The Revenue Commissioners are chasing small sums of income tax from workers hardest hit by the pandemic while in the US we see the Democrats prepared to stimulate their economy with $2,000 stimulus cheques for those earning under $75,000.

The Party’s Finance Spokesperson Deputy Ged Nash said;

“Serious consideration should be given to this once-off gesture of solidarity for the hundreds of thousands of workers who have now been hit with wage subsidy scheme and PUP tax bills. These are the workers who were hit hardest by the pandemic. They lost their job, had their pay cut and have faced huge uncertainty through no fault of their own. 

“It is not too late for Minister Donohoe to do the right thing and in doing so design a waiver capped to ensure that any benefit goes only to low and middle income earners, and not those at the higher end of the income distribution.

“Hundreds of thousands of tax bills are being generated creating a huge amount of paperwork for officials and regular PAYE workers who are used to having their income tax taken at source. 

“This week I asked the Minister for Finance to confirm the quantum of money due to Revenue in terms of the tax and USC liabilities on wage subsidy scheme payments.

“Figures published on Thursday suggest that a total of €458 million is outstanding, with 165,000 of the 400,000 workers who had wages paid under the TWSS levied with tax bills of less than €200.
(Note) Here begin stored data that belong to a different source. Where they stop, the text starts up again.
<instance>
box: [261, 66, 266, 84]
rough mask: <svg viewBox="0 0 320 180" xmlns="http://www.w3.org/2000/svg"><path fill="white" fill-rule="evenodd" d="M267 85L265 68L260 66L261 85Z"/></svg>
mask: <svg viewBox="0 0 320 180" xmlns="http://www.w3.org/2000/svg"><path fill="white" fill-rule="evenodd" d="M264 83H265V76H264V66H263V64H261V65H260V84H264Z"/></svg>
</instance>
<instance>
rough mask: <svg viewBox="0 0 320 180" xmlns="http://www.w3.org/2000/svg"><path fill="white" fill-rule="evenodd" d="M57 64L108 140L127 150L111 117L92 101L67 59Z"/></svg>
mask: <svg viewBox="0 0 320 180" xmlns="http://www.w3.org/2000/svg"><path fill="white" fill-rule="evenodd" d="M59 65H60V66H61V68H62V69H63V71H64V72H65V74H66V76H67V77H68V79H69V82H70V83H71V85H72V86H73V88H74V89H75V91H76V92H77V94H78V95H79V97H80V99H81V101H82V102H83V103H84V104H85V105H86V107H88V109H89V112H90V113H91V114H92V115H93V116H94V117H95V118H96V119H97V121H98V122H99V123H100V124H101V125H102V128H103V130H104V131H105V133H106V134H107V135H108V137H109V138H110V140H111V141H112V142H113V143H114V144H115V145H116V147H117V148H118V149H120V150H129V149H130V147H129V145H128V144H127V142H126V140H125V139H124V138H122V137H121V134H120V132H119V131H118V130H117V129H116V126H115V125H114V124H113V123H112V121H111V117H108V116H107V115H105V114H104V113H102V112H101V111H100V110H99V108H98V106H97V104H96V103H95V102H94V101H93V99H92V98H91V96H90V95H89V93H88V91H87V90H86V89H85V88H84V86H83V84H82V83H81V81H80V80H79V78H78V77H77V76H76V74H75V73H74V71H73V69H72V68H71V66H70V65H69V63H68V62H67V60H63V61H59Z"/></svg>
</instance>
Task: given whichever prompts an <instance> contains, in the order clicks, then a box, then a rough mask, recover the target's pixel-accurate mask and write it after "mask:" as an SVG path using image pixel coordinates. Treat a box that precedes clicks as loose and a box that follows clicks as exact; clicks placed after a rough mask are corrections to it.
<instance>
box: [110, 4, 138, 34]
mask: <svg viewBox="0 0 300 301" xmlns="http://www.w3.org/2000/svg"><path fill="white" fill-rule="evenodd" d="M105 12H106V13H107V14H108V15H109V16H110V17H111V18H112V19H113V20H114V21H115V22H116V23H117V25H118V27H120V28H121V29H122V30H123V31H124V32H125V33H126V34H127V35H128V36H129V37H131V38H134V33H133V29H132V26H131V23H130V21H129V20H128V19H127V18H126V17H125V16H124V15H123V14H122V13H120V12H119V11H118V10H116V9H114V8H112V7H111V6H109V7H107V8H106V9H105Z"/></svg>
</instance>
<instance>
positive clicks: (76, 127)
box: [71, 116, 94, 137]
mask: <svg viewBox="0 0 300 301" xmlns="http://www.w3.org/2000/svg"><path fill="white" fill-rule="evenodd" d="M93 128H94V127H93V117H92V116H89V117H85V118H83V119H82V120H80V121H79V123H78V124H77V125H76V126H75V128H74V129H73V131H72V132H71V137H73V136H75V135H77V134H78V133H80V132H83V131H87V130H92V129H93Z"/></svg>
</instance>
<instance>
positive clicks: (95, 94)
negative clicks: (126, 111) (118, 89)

“15% of workers impacted owe amounts ranging between €500 and €1,000. According to Revenue figures published on Thursday, for those who only received the PUP, a total of €57m is owed by 99,700 people which is an average of €571 per person.

“The TWSS has been a successful innovation designed to support incomes and struggling firms and to keep workers tied to their companies during this unprecedented economic shock. On the expiry of the TWSS in September last, the Minister for Finance confirmed to me in the Dáil that the scheme costed a total of €2.9 billion. There is no doubt that this innovation was a crucial support for business and workers alike, removing labour costs from tens of thousands of companies’ balance sheets and all thanks to the State.

“The successor Employment Wage Subsidy Scheme was estimated to cost just over €2 billion and this scheme where tax is paid at source will undoubtedly have to be extended beyond the stated cut-off date.

“The full cost of the small break that the binning of the TWSS & PUP tax bill would represent for workers in this toughest of years is dwarfed by the total amount of money spent on these schemes and other initiatives taken by government in response to the pandemic. Capping the amount of relief would ensure it is targeted at the lowest paid workers. This is an important consideration.”

Deputy Nash said that in terms of the TWSS, the evidence shows that significant numbers of workers saw no weekly top-up to their wages from their employer. As a result, many thousands of workers took a serious hit to their incomes.

“The tax bill, albeit payable over four years from 2022 serves as a double hit for working people, many of whom have already seen a drop in their wages and may at this point be out of work because of the latest restrictions.

“Throughout this pandemic we have seen significant support for businesses, much of it required but some of it representing nothing more than ‘no-strings’ bailouts for big businesses.

“Workers need a break, and the Minister must consider scrapping the wage scheme tax bills.

“What we are proposing is, in essence, the conversion of this tax liability into a family and local stimulus as a form of ‘helicopter money’ for low and middle income workers. The Democrats in the United States are backing a $2,000 stimulus cheque scheme but in Ireland we’re sending tax bills to those who lost their jobs or suffered pay cuts.

“This makes sound economic sense and is by definition and design targeted at those workers and sectors who have been most affected by the economic fallout of the pandemic.

“It is worth remembering that €2 billion was set aside in the autumn to cover the Government’s Covid-19 Credit Guarantee Scheme. Less than €100m in funding has been drawn down to date. It is clear the States exposure on this scheme is minimal.

“In addition, there is little call on the €250m allocated for the doomed Staycation Scheme. Instead of continuing with failed initiatives like this, unallocated and unused money from these schemes should now be redirected to support workers, families and our economy by scrapping the wage subsidy and PUP tax bills on a once-off basis.”